For a show to go on as long as "Always Sunny" has, there needs to be a strong creative code the writers abide by. That includes certain "jump the shark" roads the writers are fully aware of from the get-go, which they promise through sheer force of will to never go down. That's why "Always Sunny" has never done the much-maligned straightforward clip show episode, nor has it given any of its characters a child to take care of long-term. "Always Sunny" has learned from the mistakes of all the sitcoms before it, and it's managed to avoid those mistakes for nearly two decades.

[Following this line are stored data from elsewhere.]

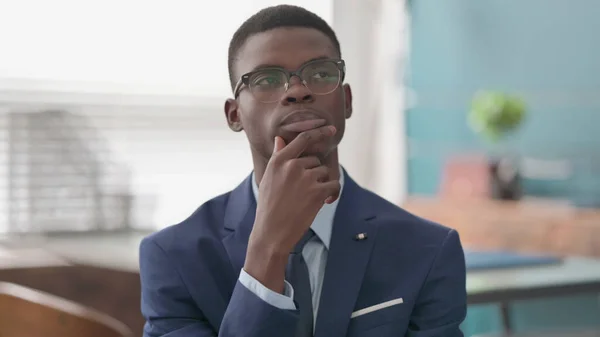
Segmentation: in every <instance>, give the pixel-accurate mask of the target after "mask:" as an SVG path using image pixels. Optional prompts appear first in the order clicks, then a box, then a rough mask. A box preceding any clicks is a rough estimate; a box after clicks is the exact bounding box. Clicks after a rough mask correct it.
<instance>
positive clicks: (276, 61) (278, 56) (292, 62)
mask: <svg viewBox="0 0 600 337" xmlns="http://www.w3.org/2000/svg"><path fill="white" fill-rule="evenodd" d="M322 57H331V58H336V57H338V52H337V50H336V48H335V47H334V46H333V42H332V41H331V39H330V38H329V37H328V36H327V35H325V34H324V33H322V32H320V31H319V30H316V29H313V28H296V27H294V28H287V27H286V28H275V29H272V30H268V31H266V32H262V33H258V34H254V35H252V36H250V37H249V38H248V39H247V40H246V42H245V43H244V45H243V46H242V48H240V50H239V52H238V55H237V60H236V69H237V71H238V75H241V74H244V73H246V72H249V71H252V70H255V69H256V68H258V67H263V66H267V65H270V66H279V67H284V68H287V69H291V70H293V69H296V68H297V67H299V66H300V65H302V64H304V63H305V62H307V61H310V60H312V59H315V58H322Z"/></svg>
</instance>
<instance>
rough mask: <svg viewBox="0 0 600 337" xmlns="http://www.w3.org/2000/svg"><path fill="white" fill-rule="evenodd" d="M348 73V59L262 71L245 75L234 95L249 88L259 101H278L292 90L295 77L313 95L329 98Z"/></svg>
mask: <svg viewBox="0 0 600 337" xmlns="http://www.w3.org/2000/svg"><path fill="white" fill-rule="evenodd" d="M345 74H346V65H345V63H344V60H338V59H324V60H316V61H310V62H307V63H305V64H304V65H302V66H301V67H300V68H299V69H298V70H296V71H287V70H285V69H283V68H279V67H270V68H262V69H258V70H255V71H251V72H249V73H247V74H244V75H242V77H241V78H240V80H239V81H238V82H237V84H236V85H235V89H234V90H233V95H234V97H235V98H237V97H238V95H239V93H240V91H242V89H243V88H244V85H245V86H246V87H248V88H249V89H250V92H251V93H252V95H253V96H254V98H255V99H257V100H258V101H260V102H263V103H273V102H277V101H278V100H280V99H281V97H282V96H283V94H285V92H287V90H288V89H289V87H290V80H291V78H292V76H298V77H299V78H300V80H301V81H302V84H303V85H304V86H305V87H306V88H308V90H310V92H311V93H312V94H315V95H327V94H330V93H332V92H333V91H335V89H337V88H338V86H339V85H340V83H341V82H343V81H344V76H345Z"/></svg>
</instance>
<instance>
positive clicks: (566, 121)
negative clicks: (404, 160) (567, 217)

For Rob McElhenney, who both plays Mac and serves as the show's co-creator, there's one clear requirement the show must abide by if it wants to keep its edge. "Most importantly, what we're always talking about is, for as unbelievable as some of the storylines may seem, we have to believe that the characters believe that what they're doing gets them what they want," he explained to Daily Actor in 2012. "That's the most important aspect of breaking a story, so it doesn't just feel like a series of funny events. That we really justify why these characters are acting the way that they do."

You can always see the logic, no matter how flawed

Sure enough, you can pick pretty much any episode on the show and see this rule at play. When Charlie writes a whole musical in his attempts to woo The Waitress in season 4, we believe that Charlie genuinely thinks this is a solid plan to win her hand in marriage. We also see this feverishly intense belief of his in the way he turns into a theatre diva behind-set, refusing to handle criticism from the rest of the gang and screaming at Dee when she asks for reasonable script changes. We understand what Charlie wants to achieve — a musical so beautiful that it melts away years of The Waitress's resentments towards him — and we can see the reality of what he's making: a shoddy musical about a kid (maybe) getting molested, one that makes Charlie look like a total creep. Part of Charlie is aware of the dissonance here, which is why he's so unusually high-strung throughout the episode.

Maybe the best example of this rule is the season 16 storyline where Mac tries to manipulate Phillies player Chase Utley into playing a game of catch with him. It's a scheme that involves inventing a fake dead child and (for some reason) suddenly switching to a questionable British accent. Like Charlie in "The Nightman Cometh," this is some deeply bizarre behavior, but it never feels like the show's just being zany for zaniness' sake. Mac has had a long-established desire to get himself a loving father figure, and a game of catch with Chase Utley would be a temporary fulfillment of that dream. Yes, Chase Utley is technically younger than Mac, but that's irrelevant.

Has the show been slipping, though?

One of the weakest episodes of season 16 was "Celebrity Booze: The Ultimate Cash Grab." Sure it features some fun performances from "Breaking Bad" stars Bryan Cranston and Aaron Paul, but do we really buy that the gang believes they've got a good plan? The opening scene where they decide to try to charm the two stars into starting a booze business with them feels weirdly phoned in.

The punchline of the cold open is that the characters keep saying how ridiculous and beneath them a celebrity booze scheme would be, even though it's clear they all want to go through with it. It's funny, but it also feels like the show's going through the motions. "Always Sunny" knows that we know these characters are about to start interfering with Cranston and Paul's lives, so it gives us a quick meta scene glossing over their motivations to do so. It results in an episode that's largely harmless, but which consistently feels flimsy. Even the B-story with Dee stuck in Frank's private jet feels half-baked.

Considering McElhenney mentioned this rule in an interview that's now 11 years old, we can forgive the show for taking so long to start slacking on it every once in a while. Season 16 was still a strong season of "Always Sunny," a feat made more impressive by how most live-action shows start their permanent decline in quality as early as seasons 5 or 6. For the most part, "Always Sunny" still tends to stay true to Rob McElhenney's requirements for the show, and that's worthy of celebration.